A person familiar with Chinese e-commerce indicated that consumers do not necessarily consider what online retailer is the largest when they decide to buy. They are more concerned with prices, the source said, and in this regard, Pinduoduo is No. 1. Alibaba is the second cheapest.
The source added that JD.com also lags its rivals in selection, at least when it comes to clothing and other products that appeal to rural consumers.
Pinduoduo listed on Nasdaq in July, about three years after first taking on China's online Goliaths. The company has announced revenue of 13.1 billion yuan ($1.95 billion) for 2018, up a staggering 650% from the previous 12 months.
For that, CEO Colin Huang Zheng can thank merchandise like ladies' pants priced at about $1.25 and electric razors that go for about $5.50.

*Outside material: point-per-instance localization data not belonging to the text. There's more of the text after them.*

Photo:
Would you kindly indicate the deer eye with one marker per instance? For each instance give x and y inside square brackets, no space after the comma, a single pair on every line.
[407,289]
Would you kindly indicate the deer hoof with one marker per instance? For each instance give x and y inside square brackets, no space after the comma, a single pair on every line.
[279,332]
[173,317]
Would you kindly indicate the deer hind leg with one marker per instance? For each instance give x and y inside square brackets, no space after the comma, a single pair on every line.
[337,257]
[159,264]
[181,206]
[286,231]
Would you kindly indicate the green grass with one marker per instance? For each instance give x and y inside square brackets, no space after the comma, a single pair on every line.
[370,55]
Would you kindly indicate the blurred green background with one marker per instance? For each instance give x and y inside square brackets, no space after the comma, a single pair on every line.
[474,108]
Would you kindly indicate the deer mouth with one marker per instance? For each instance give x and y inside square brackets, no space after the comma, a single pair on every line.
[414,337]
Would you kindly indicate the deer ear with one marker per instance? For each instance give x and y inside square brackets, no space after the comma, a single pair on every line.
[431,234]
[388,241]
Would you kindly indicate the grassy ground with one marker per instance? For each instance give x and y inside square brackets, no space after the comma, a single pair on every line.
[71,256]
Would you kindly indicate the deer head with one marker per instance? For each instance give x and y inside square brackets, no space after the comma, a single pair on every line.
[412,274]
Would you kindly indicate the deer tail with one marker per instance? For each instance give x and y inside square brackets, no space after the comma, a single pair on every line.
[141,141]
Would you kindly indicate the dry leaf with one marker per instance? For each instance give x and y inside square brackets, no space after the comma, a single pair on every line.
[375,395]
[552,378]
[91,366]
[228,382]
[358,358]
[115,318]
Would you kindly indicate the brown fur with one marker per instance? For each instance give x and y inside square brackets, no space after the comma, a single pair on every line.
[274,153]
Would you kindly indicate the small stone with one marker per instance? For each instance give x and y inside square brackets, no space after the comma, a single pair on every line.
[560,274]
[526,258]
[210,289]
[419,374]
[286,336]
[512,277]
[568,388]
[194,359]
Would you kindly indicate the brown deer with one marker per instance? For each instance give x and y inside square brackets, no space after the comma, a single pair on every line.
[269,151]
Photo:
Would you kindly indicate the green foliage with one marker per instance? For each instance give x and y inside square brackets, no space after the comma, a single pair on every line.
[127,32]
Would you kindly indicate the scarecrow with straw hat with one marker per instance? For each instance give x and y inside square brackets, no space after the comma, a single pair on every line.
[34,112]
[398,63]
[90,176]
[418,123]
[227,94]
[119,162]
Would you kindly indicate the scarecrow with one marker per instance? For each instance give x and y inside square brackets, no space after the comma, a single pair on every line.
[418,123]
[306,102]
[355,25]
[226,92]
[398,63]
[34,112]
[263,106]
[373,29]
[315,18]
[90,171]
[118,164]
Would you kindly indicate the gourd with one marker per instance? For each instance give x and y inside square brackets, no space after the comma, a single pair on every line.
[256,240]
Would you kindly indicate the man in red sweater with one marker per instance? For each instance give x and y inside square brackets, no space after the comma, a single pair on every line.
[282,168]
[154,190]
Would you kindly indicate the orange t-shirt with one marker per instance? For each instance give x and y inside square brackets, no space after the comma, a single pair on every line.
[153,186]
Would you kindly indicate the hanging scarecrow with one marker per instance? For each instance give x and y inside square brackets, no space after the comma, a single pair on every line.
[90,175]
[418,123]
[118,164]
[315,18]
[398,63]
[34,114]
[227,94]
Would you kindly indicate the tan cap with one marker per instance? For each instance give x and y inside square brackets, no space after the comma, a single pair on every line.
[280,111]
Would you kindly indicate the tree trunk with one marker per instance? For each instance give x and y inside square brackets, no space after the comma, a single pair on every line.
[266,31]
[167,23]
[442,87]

Pinduoduo has given itself another advantage over Alibaba and JD.com, which have designed their websites to quickly take shoppers to pages featuring the kinds of products they are looking for. Pinduoduo's mobile app unapologetically offers much less choice and instead displays products in order of cheapness. Shoppers scroll though looking for bargains much like Twitter users flick through their timelines looking for informational nuggets.

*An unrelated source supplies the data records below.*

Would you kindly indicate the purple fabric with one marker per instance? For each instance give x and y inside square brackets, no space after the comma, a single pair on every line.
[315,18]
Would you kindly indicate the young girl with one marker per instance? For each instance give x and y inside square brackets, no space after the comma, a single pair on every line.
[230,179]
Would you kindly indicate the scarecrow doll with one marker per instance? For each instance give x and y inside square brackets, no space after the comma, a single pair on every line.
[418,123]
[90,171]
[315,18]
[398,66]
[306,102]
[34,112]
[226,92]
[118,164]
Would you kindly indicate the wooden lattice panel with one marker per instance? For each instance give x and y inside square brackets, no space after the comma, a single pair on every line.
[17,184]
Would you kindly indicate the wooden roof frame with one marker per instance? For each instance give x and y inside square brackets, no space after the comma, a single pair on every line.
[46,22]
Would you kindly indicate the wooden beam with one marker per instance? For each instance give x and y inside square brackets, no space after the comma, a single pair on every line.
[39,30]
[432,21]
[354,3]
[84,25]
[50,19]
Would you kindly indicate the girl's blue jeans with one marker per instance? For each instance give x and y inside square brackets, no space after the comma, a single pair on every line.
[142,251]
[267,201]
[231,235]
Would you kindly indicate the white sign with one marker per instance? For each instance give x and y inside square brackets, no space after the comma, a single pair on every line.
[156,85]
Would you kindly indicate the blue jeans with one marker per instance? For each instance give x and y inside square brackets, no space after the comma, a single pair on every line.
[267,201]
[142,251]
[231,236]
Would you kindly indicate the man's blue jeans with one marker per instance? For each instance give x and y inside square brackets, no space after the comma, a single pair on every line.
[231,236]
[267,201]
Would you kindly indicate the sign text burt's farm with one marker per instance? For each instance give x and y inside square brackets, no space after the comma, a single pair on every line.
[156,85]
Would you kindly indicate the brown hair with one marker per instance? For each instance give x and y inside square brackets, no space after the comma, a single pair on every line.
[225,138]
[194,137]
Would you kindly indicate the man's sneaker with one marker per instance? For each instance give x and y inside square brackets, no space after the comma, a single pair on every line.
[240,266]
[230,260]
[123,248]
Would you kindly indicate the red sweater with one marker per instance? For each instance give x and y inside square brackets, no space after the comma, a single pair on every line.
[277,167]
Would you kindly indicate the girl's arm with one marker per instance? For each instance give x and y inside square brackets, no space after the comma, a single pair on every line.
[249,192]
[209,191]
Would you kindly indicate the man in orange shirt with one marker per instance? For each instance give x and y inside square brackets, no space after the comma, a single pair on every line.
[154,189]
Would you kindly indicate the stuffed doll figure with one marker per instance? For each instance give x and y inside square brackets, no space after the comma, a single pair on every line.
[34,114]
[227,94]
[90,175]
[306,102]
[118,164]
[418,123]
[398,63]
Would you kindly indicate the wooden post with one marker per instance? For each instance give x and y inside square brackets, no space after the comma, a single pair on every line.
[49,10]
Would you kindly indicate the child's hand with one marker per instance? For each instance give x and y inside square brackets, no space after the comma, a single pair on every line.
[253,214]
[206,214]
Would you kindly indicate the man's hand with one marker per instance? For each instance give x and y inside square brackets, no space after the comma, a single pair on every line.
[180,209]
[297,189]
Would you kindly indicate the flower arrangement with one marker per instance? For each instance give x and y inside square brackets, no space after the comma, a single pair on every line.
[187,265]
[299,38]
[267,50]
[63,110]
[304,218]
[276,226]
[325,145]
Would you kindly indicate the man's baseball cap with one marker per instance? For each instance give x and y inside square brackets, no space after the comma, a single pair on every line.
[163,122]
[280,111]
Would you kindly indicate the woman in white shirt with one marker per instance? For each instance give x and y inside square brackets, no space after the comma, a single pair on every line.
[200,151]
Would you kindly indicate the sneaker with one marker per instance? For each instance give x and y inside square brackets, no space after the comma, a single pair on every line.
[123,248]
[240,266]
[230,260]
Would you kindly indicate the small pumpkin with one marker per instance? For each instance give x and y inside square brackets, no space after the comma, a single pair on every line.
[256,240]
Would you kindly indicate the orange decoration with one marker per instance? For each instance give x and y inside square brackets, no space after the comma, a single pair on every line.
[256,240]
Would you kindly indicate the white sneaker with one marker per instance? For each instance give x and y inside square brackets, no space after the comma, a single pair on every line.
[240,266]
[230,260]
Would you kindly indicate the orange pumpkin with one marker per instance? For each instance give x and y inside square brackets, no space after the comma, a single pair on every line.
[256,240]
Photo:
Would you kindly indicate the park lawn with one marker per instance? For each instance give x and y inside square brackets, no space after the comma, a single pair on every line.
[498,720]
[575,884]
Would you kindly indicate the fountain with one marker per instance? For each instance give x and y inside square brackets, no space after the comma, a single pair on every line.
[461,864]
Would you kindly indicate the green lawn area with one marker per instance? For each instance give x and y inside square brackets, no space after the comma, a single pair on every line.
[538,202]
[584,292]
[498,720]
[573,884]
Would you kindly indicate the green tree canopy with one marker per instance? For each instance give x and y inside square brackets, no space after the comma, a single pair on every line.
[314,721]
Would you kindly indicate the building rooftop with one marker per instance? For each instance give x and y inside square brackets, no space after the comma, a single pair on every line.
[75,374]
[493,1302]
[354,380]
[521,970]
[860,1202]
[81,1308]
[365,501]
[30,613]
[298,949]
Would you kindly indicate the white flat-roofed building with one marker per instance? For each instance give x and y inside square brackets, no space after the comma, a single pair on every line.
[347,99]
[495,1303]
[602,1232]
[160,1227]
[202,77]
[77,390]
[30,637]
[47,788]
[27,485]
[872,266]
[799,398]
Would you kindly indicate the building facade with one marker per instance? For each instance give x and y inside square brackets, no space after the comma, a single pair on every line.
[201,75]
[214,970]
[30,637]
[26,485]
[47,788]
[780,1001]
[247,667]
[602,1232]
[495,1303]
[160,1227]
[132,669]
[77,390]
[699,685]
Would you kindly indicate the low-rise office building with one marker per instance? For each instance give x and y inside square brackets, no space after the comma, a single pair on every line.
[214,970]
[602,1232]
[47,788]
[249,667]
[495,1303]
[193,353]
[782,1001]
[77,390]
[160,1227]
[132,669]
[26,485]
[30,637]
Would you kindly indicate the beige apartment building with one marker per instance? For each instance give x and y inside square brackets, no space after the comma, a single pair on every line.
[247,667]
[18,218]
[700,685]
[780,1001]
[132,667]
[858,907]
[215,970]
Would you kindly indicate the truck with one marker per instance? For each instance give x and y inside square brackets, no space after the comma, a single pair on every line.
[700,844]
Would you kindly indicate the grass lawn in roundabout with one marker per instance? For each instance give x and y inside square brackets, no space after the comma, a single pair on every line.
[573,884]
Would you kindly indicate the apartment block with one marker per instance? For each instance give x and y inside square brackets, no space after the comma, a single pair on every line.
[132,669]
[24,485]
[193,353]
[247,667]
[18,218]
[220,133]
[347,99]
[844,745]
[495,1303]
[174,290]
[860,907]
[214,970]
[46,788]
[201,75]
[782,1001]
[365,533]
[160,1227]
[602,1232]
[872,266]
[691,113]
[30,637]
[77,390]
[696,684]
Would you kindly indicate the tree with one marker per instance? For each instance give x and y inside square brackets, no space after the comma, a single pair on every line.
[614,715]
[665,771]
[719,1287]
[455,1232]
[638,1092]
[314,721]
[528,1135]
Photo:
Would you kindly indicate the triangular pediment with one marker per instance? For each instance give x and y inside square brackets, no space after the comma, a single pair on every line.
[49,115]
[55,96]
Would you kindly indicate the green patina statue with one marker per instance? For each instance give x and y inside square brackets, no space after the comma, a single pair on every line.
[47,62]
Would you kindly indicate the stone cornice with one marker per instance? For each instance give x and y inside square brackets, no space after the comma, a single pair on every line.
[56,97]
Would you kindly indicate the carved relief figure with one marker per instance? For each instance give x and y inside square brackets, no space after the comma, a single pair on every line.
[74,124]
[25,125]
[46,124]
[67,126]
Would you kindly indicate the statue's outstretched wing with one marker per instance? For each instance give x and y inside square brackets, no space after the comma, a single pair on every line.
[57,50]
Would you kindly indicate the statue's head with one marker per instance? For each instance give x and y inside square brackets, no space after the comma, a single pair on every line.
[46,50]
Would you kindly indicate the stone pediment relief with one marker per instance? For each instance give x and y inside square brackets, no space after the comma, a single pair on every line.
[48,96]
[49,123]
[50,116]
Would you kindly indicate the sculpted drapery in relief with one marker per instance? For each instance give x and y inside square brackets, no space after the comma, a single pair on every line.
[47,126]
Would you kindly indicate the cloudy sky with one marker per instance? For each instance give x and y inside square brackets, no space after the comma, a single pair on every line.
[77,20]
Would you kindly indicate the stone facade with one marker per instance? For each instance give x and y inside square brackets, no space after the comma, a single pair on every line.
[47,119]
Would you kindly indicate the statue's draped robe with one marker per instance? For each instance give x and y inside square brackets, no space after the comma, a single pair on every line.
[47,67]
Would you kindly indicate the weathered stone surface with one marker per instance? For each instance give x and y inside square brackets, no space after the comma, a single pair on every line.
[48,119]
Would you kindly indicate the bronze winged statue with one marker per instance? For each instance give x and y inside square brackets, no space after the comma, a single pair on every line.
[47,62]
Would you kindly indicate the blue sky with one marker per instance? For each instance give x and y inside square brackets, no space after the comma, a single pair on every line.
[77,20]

The e-tailer also offers deep discounts for group purchases.
But Pinduoduo is paying a high-price while it remains in customer-acquisition mode. Its net loss increased substantially, to 10.2 billion yuan, in 2018. It suffered a 500 million-yuan loss the previous year.
Pinduoduo also has to deal with its users' perceptions. Some consumers say they use Pinduoduo because it is cheap, knowing that many of its products could be knockoffs.
And while Pinduoduo has helped rejuvenate China's online marketplace, it is unclear whether a high-revenue discounter that nevertheless posts distressing losses can continue to grow.
Furthermore, excessive competition could work to the detriment of the industry as a whole.
Although Pinduoduo's market share is less than 6%, it has proved hefty enough to force Alibaba and JD.com to try to fend off its attacks.
In March, Alibaba announced an investment of 4.6 billion yuan for a 14% or so stake in Chinese courier company STO Express. The purchase is an attempt to beat Pinduoduo in small but fast-growing municipalities. STO Express, which has about 20,000 delivery bases across China, will team up with Alibaba to develop logistics technology.
JD.com CEO Richard Liu Qiangdong says his company will have to add products if it is to lure more buyers this year. At the end of 2018, JD.com had about 300 million users, up 4% from a year earlier, when the company's user numbers jumped 29%. With all the competition, JD.com has announced that it will cut 10% of its top executives, including vice presidents, who do not deliver expected results over the next 12 months.